Absolutely, which is likely why Adani reacted so strongly to the report.
And the complaint here that Adani’s gargantuan business network is a bit crooked?
Indeed. To be clear, such claims aren’t necessarily new. As far back as 2015, Credit Suisse had raised concerns about Adani Enterprises’ rapid pace of acquisitions and massive debt buildup. By the 2020s, financial organizations like Dealogic and Creditsights also suspected that Adani was overleveraging his debt as he bought up company after company. And in 2021, investors worried over Adani’s sources of backing when the Economic Times reported that three Mauritius-based funds with Adani investments had had their accounts frozen in their native country. Still, he got through it just fine.
What the Hindenburg report has done is to build on this scrutiny of Adani’s debt to claim explicit wrongdoing on the magnate’s part, through interviews with former Adani Group executives, analysis of internal documents, and on-the-ground reporting from various countries. Calling back to the earlier Mauritian scare, Hindenburg Research counts “38 Mauritius shell entities” used as tax havens, in tandem with other shell companies in nations like Panama and the United Arab Emirates that route undisclosed funds to Adani’s private businesses—which then appear on the public companies’ balance sheets. The report also accuses Adani of insufficient accounting oversight, noting that Adani Enterprises and Adani Total Gas are reportedly audited by a firm that has no online presence, a small staff, and a limp track record of any actual audits. Several Adani associates are also accused criminals, including the Amicorp Group, a core part of the Malaysian 1MDB scandal. Overall, Hindenburg draws on such findings to claim that Adani company shares are overvalued by as much as 85 percent.
Doesn’t seem great!
It does not! And if Adani’s assets are bad, that means a lot of other cash is exposed. Just last month, Gautam Adani himself admitted that Indian banks have a 32 percent share in his companies’ loans, and that half of the Adani Group’s borrowing is done through international bonds. If Adani Enterprises ever went under, that would mean a wipeout of investments and projects parked in several countries, along with a heavy hit to large-scale development within India. Plus, Modi himself would likely face questions about his extensive patronage of his friend, and international investors who’d been bullish on India’s overall business climate just months ago might become more pessimistic.
But Adani’s business has survived this kind of thing, right?

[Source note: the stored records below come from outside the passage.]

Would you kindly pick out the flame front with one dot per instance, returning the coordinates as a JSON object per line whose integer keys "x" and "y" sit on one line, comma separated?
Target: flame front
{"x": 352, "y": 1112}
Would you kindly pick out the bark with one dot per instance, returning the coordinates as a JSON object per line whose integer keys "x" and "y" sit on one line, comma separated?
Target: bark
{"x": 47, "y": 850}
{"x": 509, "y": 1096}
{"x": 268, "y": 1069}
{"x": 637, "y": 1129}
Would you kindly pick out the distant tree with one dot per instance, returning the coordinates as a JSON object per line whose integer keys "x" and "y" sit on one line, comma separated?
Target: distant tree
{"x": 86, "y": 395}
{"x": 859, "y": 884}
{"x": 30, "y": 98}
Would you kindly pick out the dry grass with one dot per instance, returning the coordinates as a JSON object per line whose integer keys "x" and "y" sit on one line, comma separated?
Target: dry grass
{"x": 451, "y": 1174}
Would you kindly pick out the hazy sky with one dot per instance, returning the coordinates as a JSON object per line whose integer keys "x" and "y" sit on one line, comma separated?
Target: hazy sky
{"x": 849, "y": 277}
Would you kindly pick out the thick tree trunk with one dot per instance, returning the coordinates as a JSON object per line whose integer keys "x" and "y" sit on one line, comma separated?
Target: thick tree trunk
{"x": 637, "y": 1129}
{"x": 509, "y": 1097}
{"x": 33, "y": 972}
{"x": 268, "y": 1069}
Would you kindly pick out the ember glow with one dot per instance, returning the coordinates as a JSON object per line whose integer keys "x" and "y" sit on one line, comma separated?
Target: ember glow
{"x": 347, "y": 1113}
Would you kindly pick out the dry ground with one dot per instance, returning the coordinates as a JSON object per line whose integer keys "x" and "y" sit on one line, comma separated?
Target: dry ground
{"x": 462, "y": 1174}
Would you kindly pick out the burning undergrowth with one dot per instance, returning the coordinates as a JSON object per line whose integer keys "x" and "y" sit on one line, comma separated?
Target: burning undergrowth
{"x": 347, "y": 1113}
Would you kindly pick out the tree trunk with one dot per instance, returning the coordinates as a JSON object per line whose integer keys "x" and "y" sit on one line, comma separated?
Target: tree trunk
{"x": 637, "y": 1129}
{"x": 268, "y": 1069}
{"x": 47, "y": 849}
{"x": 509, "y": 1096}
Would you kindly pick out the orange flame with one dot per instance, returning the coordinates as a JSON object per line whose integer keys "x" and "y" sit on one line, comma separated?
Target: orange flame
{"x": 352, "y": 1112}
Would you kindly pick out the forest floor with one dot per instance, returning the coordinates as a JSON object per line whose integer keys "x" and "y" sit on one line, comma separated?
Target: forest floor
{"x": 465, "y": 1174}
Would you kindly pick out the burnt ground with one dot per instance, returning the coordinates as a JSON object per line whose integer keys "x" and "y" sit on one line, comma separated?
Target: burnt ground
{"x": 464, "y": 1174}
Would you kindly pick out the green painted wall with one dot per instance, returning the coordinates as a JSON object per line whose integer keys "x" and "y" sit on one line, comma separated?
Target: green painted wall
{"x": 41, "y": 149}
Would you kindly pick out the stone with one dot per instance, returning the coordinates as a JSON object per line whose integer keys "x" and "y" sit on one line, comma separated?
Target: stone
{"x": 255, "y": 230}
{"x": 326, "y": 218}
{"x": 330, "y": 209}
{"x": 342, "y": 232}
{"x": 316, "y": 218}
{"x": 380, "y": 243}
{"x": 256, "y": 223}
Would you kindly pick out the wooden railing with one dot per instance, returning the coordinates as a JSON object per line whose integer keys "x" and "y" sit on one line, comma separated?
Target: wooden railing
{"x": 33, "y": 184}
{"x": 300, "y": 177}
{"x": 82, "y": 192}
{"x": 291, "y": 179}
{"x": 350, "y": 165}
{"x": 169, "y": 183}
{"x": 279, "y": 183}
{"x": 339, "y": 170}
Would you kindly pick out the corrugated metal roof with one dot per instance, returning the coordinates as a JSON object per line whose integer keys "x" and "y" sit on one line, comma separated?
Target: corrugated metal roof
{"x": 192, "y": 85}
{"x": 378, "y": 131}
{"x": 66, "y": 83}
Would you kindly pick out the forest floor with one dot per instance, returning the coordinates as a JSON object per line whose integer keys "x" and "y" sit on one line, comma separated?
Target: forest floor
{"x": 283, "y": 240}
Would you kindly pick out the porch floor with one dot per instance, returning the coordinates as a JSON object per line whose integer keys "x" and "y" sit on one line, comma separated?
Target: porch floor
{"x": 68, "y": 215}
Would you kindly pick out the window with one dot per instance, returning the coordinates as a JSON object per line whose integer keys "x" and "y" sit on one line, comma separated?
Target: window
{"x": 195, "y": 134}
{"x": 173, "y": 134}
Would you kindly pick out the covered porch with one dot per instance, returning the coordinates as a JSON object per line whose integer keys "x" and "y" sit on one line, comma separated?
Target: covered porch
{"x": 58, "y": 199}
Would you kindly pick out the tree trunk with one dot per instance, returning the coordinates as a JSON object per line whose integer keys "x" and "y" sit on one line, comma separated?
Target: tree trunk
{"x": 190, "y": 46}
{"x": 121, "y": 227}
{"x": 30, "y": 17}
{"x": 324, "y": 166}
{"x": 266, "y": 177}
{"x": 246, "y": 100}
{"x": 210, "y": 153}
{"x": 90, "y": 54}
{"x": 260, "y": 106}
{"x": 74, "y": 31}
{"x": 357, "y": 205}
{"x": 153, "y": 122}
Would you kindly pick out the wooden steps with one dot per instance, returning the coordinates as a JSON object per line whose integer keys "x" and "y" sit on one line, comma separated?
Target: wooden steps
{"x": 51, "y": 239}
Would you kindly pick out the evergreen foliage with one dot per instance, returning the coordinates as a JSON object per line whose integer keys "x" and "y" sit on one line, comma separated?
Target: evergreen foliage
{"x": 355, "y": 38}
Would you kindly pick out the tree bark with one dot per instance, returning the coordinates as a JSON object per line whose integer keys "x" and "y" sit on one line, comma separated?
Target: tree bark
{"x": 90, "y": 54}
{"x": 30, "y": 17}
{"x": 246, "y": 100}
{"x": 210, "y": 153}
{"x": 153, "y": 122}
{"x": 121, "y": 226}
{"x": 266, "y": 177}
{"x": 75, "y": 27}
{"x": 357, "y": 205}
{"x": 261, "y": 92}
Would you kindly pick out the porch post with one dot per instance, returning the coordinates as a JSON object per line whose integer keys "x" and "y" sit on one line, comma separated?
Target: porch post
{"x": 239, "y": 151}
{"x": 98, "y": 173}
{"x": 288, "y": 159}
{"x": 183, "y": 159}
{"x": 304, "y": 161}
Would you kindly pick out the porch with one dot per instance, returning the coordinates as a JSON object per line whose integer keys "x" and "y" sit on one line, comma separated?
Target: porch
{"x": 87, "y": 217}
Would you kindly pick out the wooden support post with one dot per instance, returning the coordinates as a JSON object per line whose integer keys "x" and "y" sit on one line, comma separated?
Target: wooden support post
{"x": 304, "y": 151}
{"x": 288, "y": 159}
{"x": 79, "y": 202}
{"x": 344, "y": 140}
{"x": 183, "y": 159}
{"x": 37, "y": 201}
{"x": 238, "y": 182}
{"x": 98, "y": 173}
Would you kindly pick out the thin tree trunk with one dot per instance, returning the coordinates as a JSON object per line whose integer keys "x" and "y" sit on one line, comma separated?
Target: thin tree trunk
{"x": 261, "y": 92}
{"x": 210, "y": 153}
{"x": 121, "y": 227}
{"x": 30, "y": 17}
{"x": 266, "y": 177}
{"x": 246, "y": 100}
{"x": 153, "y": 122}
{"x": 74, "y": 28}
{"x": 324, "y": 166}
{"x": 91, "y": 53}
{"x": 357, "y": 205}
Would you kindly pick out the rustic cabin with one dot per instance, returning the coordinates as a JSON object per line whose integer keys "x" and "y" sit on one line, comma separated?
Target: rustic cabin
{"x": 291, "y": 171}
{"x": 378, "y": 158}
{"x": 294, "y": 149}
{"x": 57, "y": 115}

For now, yes. Even though some significant trustees withdrew, the FPO has met its target thanks to a splurge of last-minute investments over the past couple days, including nearly $400 million from Abu Dhabi’s International Holding Company. Still, Adani has not been left unscathed. The goal of the FPO was to diversify his investor base from larger sources corporations in order to attract more retail investors; that didn’t really happen. His share prices, company valuations, and personal net worth remain lower than preferred. He faces renewed government investigation, and activist investors are calling on bondholders to stop funding his coal empire, which constitutes about 60 percent of his conglomerate’s total worth. Plus, India’s multitrillion-dollar stock exchange is no longer one of the world’s top five most valuable, and financiers interested in the country may have a lot more questions about how things are done there. Adani may have held the line this past week. But his ground seems to be shrinking.